"The best predictor of future behavior is past behavior" is a popular mantra in the psychology world. Whether it is true that you can predict an individual’s future actions based on their past may be debatable — but in business, it seems to be true that our customers buying patterns are predictable enough that we can plan according to their past buying.

This means that if you sold out of boxed Christmas cards in mid-December, you probably need to order more for next year. If no one bought figurines of turkeys this season to decorate their Thanksgiving table, they are not likely to do so next year.

The fact that consumer behavior patterns are somewhat predictable (taking into account weather factors, of course, as well as changes in fashion and trends) makes it imperative that you keep seasonal records.  They need not be elaborate, but any notes — written or photographic — will be helpful when you go to market in the coming months.
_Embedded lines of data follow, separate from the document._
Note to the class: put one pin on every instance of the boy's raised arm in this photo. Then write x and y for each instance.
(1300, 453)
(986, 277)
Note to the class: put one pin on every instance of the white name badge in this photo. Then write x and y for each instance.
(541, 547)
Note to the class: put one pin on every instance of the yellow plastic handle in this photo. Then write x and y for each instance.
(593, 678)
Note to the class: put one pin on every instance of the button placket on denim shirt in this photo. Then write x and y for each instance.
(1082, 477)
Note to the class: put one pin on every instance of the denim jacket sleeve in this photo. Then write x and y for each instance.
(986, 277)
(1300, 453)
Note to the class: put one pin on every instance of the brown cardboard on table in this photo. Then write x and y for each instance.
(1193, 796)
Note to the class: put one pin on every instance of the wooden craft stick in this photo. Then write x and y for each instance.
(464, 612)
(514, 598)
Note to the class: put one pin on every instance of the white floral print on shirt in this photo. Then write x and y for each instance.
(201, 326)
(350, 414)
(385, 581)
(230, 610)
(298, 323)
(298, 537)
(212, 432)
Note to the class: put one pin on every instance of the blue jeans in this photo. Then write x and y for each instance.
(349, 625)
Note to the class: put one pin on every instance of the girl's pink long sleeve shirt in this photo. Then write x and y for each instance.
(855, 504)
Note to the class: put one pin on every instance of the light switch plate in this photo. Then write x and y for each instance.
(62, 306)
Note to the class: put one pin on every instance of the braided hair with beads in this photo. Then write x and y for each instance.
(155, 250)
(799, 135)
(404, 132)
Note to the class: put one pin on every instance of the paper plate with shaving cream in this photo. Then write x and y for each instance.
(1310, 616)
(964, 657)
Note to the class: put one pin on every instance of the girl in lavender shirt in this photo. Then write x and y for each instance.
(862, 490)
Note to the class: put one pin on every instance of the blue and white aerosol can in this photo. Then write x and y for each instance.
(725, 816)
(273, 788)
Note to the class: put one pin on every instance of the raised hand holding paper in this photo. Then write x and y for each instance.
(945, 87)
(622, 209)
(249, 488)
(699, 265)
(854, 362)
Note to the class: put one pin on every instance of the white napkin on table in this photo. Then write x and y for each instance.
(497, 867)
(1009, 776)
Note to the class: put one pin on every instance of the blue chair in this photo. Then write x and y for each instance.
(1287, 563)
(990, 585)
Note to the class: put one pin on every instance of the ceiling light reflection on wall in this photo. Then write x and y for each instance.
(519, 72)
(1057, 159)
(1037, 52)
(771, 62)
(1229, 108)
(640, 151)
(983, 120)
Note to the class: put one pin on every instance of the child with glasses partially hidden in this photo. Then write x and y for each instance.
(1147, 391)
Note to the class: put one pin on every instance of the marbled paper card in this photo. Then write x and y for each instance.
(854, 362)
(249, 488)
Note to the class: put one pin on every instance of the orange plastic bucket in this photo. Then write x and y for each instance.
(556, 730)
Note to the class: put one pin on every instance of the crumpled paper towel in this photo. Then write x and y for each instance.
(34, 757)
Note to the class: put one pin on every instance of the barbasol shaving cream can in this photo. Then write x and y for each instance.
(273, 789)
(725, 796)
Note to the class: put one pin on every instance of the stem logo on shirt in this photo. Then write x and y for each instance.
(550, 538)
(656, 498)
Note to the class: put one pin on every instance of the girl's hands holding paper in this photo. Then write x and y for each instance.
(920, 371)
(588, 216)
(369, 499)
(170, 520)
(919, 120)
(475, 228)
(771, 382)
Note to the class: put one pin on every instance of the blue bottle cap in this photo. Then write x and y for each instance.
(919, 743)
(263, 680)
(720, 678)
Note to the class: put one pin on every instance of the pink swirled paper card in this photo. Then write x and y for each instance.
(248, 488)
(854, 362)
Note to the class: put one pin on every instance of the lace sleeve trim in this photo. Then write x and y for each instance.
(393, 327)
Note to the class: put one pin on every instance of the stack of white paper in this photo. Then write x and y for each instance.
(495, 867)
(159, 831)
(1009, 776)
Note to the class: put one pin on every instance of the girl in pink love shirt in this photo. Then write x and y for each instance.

I know how I’ll be spending part of Christmas Eve, taking notes on the seasonal merchandise that is left after the busy days before the holiday.  It would actually work to do this note-taking a week or so earlier, because you can’t really count items sold as desperate last minute purchases as strong sellers. But because we do a post-holiday sale, I know I can’t look at what is left at inventory time to see which items sold at full price.

In our office we have a ring-binder for each holiday (I know, very retro) and these notebooks go back several decades. It’s fun to reminisce about what sold well when we first opened our store — but it’s essential to know what’s sold well this season when I’m planning ahead for 2014.